First, a major news network ran this story; will it ultimately get wide coverage from the major media outlets?  

Second, if so, what kind of effect could this have on public perception of the war?  My knowledge of everything surrounding the Vietnam war is embarrassingly weak (-so please correct me if I'm wrong), but it's my understanding that among the things that influenced the American public's discomfort with the war was the widely-publicized photograph of an American soldier holding a revolver to the head of a Vietnamese man.  The content of that image is of course different from the one with which many Americans were already familiar: namely, the number of soldiers who were dying in Vietnam.  But one can understand how photographs such as that one vividly expanded the public's awareness of yet another aspect of the war.

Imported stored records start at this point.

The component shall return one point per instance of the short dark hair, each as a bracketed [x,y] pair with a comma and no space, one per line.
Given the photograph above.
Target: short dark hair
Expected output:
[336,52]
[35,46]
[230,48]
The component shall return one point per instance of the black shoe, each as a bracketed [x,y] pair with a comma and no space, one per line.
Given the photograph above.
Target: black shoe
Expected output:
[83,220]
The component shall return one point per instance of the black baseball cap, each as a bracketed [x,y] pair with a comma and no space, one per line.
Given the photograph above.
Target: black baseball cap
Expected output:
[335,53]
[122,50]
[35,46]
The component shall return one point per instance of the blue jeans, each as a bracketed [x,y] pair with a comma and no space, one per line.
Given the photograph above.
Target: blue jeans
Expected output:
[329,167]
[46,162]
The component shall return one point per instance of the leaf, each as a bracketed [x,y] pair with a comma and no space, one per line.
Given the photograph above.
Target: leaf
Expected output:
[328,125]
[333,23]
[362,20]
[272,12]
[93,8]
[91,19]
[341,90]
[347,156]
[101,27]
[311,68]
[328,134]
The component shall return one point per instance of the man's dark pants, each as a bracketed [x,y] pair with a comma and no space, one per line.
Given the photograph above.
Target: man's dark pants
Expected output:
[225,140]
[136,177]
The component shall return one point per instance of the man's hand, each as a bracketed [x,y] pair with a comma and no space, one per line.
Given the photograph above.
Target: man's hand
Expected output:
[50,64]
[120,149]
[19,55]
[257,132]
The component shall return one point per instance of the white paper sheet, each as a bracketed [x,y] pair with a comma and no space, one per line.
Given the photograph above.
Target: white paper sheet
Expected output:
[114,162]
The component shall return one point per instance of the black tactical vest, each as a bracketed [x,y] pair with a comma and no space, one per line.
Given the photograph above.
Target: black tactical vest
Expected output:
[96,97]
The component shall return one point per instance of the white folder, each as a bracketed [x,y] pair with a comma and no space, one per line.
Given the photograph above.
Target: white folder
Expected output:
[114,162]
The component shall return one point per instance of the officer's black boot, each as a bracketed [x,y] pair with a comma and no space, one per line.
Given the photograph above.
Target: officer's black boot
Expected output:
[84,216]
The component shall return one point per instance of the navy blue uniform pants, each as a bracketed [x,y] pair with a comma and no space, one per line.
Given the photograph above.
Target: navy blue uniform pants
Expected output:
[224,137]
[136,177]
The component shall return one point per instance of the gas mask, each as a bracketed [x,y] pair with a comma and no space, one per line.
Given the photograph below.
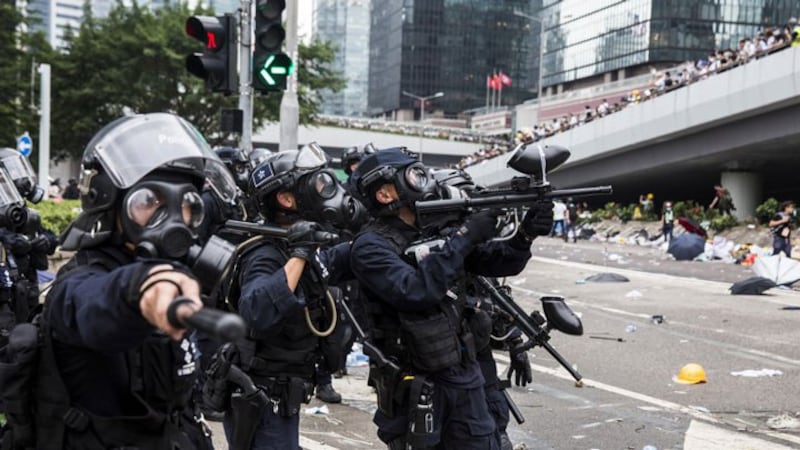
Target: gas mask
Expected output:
[413,183]
[323,199]
[163,218]
[13,213]
[20,170]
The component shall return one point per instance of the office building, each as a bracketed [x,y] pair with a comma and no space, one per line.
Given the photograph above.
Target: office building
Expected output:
[427,46]
[589,42]
[345,23]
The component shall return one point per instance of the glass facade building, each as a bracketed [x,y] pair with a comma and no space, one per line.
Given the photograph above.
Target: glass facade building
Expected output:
[346,23]
[451,46]
[589,38]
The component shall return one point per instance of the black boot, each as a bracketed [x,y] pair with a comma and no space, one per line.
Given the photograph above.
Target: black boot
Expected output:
[326,393]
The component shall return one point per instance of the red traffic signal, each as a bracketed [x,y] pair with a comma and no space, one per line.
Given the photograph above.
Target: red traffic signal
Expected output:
[217,64]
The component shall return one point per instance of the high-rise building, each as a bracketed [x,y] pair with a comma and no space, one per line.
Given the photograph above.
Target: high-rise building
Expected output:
[589,42]
[221,7]
[346,23]
[428,46]
[54,17]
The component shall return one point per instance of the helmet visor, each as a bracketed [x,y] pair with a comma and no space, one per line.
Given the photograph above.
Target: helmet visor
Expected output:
[135,147]
[8,192]
[220,181]
[19,167]
[311,157]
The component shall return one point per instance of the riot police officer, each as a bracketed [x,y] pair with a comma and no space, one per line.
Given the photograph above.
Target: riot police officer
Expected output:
[114,370]
[283,295]
[26,241]
[456,183]
[434,396]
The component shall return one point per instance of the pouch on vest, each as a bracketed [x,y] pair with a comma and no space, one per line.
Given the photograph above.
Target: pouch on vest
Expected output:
[18,361]
[432,340]
[26,297]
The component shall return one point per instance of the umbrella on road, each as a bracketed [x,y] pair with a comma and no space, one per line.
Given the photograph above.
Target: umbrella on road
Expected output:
[606,277]
[752,286]
[691,226]
[778,268]
[686,246]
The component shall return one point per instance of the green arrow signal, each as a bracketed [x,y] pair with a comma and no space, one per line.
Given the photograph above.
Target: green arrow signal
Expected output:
[282,67]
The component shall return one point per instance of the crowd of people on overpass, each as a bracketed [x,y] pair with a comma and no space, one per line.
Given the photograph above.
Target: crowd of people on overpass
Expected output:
[412,129]
[765,42]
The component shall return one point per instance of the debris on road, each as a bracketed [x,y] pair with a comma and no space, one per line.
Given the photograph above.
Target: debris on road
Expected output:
[691,373]
[607,338]
[783,422]
[754,373]
[318,411]
[606,277]
[657,319]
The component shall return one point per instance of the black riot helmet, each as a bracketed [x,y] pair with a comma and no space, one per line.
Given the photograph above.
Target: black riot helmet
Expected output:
[258,156]
[143,174]
[13,213]
[397,166]
[304,173]
[19,169]
[354,155]
[237,163]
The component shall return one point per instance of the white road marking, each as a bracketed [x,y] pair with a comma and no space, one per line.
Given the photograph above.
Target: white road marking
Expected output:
[560,372]
[702,436]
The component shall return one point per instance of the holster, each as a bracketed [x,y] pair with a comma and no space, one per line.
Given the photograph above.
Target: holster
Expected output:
[26,297]
[432,340]
[390,389]
[288,393]
[421,432]
[246,412]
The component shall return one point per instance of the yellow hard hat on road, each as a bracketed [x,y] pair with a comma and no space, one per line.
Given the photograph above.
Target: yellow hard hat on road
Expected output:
[691,374]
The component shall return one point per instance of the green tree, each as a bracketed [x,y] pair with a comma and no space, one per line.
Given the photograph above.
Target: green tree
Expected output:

Over the past week or two, we've finally begun to see photos of American coffins returning from Iraq. That in itself is disquieting and rightly so. And I suspect that's contributed to some of the shift in public perception concerning the war (-it's certainly not the fact that American soldiers and Iraqi civilians have been dying; that's been happening for quite some time). I wonder, however, whether learning that some of our soldiers have committed war crimes isn't the next kind of powerful lesson that could help shatter the glass menagerie that is much of America's view of the war.  

It may be that one of the major media outlets would need to not only run the story but also run one or more of the photographs.  Or it may be that such a story simply contributes to the awareness that, far from our soldiers being welcomed as liberators, things have "begun" to go terribly wrong.  If half of the American people can't see the wrongfulness of this war, perhaps they can at least wince at the idea of 17 of our own committing violations of the rules of war.